The command you're looking for is git rebase, specifically the -i/--interactive option.

I'm going to assume you want to leave commit c on branch A, and that you really do mean you want to move the other commits to the other branches, rather than merging, since merges are straightforward. Let's start by manipulating branch A.
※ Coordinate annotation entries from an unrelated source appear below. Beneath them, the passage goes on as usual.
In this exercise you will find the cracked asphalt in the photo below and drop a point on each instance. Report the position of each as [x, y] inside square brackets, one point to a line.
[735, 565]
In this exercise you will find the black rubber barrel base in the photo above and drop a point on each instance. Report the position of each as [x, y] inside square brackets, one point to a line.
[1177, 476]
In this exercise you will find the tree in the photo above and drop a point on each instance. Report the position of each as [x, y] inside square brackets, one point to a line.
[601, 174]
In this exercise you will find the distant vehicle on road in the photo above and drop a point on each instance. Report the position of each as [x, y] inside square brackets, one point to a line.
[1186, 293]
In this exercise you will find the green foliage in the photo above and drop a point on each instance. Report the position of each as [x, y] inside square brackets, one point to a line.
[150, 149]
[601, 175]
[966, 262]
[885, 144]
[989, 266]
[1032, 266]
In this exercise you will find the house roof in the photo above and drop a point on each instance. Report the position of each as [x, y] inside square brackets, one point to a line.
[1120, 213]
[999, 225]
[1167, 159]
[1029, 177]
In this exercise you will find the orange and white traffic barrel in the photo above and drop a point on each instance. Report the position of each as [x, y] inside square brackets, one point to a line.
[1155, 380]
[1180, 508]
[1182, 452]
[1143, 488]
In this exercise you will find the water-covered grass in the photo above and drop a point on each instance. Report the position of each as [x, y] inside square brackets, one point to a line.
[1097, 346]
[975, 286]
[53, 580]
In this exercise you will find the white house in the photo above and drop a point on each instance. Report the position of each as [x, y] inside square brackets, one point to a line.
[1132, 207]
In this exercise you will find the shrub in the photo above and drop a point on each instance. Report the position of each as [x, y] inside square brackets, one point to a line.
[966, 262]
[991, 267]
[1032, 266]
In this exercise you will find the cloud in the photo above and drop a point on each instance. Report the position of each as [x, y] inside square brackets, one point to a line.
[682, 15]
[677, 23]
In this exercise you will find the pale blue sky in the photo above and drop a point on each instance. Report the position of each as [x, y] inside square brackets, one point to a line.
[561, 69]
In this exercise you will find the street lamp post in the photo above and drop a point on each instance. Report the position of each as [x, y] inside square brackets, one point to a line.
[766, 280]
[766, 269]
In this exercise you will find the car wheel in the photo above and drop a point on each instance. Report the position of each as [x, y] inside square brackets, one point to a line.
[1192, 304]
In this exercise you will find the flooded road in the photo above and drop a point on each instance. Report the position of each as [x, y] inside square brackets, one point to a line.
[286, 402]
git rebase -i <SHA1 of commit a>^ branchA

The ^ means the previous commit, so this command says to rebase branch A using the commit before "a" as the base. Git will present you with a list of the commits in this range. Reorder them and tell git to squash the appropriate ones:

pick c ...
pick a ...
squash d ...
squash e ...
squash g ...
pick b
squash f

Now the history should look like this:

    c - [a+d+e+g] - [b+f] (branchA)
   /
--o-x-x-x-x-x-x-x-x-x-x (master)

Now, let's grab the newly-squashed commit b+f for branchB.

git checkout branchB
git cherry-pick branchA  # cherry-pick one commit, the tip of branchA

And the same for a+d+e+g for master:

git checkout master
git cherry-pick branchA^

Finally, update branchA so it points to c:

git branch -f branchA branchA^^

We should now have:

    c - [a+d+e+g] - [b+f] (branchA)
   /
--o-x-x-x-x-x-x-x-x-x-x-[a+d+e+g] (master)
   \
    x-x-x-x-x-[b+f] (branchB)

Note that if you had multiple commits you wanted to move between branches, you could use rebase again (non-interactively):

# create a temporary branch
git branch fromAtoB branchA
# move branchA back two commits
git branch -f branchA branchA~2
# rebase those two commits onto branchB
git rebase --onto branchB branchA fromAtoB
# merge (fast-forward) these into branchB
git checkout branchB
git merge fromAtoB
# clean up
git branch -d fromAtoB

Finally, a disclaimer: It's quite possible to reorder commits in such a way that some no longer apply cleanly. This could be because you chose a bad order (putting a patch before the commit introducing the feature it patched); in that case you'll want to abort the rebase (git rebase --abort). Otherwise, you'll have to intelligently fix the conflicts (just as you do with merge conflicts), add the fixes, then run git rebase --continue to move on. These instructions are also provided by the error message printed when the conflict occurs.